Vous faites déjà des confitures, des conserves et des gelées? Je vous propose maintenant de tenter la production artisanale d’alcools aromatisés. Vous arriverez rapidement à produire des alcools et liqueurs qui seront selon vos goûts et, avec un peu d’imagination, vous pourrez les présenter joliment et en faire de beaux cadeaux aux gens que vous appréciez. Voici donc un projet de ratafia de cerises à grappes que l’on peut réaliser en toute légalité à partir d’alcool neutre disponible à la SAQ (il est interdit au Canada de produire de distiller de l’alcool à la maison).

Un dessert à boire

Personnellement, je ne suis pas trop amateur de liqueurs sucrées, mais cette recette est mon exception de luxe depuis qu’elle m’a été partagée par l’équipe du site spécialisé en acériculture erable-chalumeaux.ca. En plus de donner un résultat délicieux, la préparation de cette recette fournit l’occasion de mettre en valeur un fruit très astringent, amer et pâteux qui est rarement apprécié.

Le ratafia est une tradition européenne. On trouve des ratafias de marc de raisin, de noix, d’herbes et de citrons. On peut en faire avec n’importe quel fruit, selon nos envies. Celui de cerises à grappes vous étonnera par son petit goût de noix – provenant du noyau – qui rappelle l’amaretto, mais en plus gourmand.
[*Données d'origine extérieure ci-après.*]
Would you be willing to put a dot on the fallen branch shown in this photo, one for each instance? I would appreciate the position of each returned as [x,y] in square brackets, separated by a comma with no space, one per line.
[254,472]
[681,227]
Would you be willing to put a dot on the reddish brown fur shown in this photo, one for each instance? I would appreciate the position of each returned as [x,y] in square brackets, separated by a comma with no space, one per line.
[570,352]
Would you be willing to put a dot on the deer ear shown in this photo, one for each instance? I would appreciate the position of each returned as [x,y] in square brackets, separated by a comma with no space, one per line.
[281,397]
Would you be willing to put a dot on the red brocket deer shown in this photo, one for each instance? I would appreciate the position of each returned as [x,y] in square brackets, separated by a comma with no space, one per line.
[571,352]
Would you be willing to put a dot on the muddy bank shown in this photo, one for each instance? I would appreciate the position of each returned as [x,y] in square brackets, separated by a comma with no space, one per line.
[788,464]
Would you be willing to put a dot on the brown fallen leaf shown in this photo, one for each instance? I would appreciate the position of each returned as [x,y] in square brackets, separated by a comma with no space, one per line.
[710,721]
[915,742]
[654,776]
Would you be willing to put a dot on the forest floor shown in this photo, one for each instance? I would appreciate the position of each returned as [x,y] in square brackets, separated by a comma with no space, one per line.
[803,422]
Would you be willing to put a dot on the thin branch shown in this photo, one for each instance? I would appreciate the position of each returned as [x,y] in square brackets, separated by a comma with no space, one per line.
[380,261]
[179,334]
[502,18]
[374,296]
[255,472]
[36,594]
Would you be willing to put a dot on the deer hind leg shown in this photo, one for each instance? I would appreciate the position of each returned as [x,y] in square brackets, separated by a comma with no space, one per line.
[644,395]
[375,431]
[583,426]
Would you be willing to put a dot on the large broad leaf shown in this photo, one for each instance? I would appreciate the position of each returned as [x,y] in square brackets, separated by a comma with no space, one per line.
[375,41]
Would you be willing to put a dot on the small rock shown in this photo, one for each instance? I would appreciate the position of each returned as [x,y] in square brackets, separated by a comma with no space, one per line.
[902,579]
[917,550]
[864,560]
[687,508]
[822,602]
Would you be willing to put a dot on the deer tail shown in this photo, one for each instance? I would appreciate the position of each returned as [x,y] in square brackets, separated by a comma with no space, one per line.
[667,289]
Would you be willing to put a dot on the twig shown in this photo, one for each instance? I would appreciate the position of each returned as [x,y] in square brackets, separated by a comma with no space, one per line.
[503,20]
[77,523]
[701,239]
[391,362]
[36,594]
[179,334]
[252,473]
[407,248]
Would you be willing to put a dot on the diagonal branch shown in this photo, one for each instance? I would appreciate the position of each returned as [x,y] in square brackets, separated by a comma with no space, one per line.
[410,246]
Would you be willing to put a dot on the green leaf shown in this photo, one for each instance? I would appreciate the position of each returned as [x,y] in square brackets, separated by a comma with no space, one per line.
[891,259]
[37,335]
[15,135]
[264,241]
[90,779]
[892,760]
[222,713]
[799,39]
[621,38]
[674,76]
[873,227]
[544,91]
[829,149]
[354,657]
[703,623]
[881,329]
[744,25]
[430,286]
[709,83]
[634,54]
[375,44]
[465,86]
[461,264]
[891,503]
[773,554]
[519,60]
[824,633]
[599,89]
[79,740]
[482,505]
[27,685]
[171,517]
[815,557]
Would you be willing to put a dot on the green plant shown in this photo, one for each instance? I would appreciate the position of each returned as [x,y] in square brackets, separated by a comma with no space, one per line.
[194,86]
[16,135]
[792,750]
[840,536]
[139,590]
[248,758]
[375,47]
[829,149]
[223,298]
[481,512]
En utilisant le sirop d’érable comme édulcorant dans la recette, on obtient un produit vraiment surprenant qui évoque franchement le Cherry Blossom, la célèbre friandise au chocolat avec une cerise au centre.
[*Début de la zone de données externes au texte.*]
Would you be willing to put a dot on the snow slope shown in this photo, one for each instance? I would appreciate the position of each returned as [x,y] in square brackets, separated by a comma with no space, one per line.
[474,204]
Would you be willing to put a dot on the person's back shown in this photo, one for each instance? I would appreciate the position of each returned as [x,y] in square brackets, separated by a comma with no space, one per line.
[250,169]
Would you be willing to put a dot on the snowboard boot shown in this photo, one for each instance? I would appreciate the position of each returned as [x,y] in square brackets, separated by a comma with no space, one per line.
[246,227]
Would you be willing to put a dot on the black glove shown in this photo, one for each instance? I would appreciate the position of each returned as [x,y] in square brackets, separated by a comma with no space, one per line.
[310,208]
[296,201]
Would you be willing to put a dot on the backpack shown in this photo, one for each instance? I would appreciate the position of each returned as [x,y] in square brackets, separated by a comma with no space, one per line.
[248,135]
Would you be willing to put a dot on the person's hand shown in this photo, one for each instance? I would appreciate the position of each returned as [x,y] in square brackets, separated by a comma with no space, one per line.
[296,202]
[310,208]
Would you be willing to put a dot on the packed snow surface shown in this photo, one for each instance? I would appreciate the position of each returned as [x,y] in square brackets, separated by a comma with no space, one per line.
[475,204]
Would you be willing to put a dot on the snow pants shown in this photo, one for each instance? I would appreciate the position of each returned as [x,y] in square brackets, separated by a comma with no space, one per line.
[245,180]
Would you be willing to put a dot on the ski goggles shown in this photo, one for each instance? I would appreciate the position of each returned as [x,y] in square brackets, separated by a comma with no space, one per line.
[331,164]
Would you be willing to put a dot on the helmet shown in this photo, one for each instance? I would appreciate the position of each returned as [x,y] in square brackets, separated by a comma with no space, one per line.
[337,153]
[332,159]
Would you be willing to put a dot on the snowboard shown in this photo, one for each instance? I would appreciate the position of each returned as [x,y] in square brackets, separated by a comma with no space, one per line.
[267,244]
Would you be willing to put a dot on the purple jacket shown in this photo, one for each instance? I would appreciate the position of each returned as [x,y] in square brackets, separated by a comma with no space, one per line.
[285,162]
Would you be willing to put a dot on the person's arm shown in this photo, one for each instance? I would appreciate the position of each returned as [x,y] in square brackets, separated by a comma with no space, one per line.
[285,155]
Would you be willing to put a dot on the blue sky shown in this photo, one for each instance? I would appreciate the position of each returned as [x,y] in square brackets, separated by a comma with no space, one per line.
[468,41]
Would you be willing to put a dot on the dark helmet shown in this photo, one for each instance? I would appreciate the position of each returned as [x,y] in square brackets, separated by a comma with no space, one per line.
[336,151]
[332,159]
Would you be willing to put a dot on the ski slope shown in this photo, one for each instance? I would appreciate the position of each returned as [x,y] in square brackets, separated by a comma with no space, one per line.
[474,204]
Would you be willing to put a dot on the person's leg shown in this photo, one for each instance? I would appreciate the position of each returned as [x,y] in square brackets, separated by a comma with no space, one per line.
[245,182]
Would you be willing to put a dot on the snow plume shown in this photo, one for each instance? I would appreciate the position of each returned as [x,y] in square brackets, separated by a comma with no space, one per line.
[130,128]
Placez le volume d’un litre de cerises à grappes écrasées (sans pulvériser les noyaux) dans deux litres d’alcool à 40% dans un contenant en acier inoxydable muni d’un couvercle. Il faut s’assurer que les fruits ne sont pas exposés à l’air contenu dans votre récipient même s’il est muni d’un couvercle. Pour ce faire, déposez un couvercle de plus petite dimension que le contenant sur les fruits. Cela vous permettra de caler les cerises dans l’alcool afin que les levures présentes sur les fruits ne se développent. Vous oubliez le projet dans le fond d’un garde-robe pour 40 jours. À terme, filtrez le mélange dans un filtre papier (ou mieux un préfiltre de sirop d’érable disponible à l’adresse au bas de l’article). Vous devez maintenant ajuster votre ratafia avec le sirop d’érable. Les dents plus sucrées y verseront jusqu’à un litre de sirop pour le mélange d’un litre de cerises et deux litres d’alcool. Il faut bien mélanger le sirop et goûter au fur et à mesure jusqu’à l’atteinte du parfait mélange qui vous comblera. En fonction de la quantité de sirop, le ratafia titrera 30% d’alcool ou un peu plus. Vous pouvez vous procurer des bouteilles pour l’emballage de votre ratafia maison chez les fournisseurs d’équipements acéricoles (voir le lien plus bas). Un peu de cire pour sceller le bouchon, une étiquette maison et vous venez de transformer deux litres d’alcool neutre (dont vous avez plus que triplé la valeur) en une petite production de nectar au goût du territoire!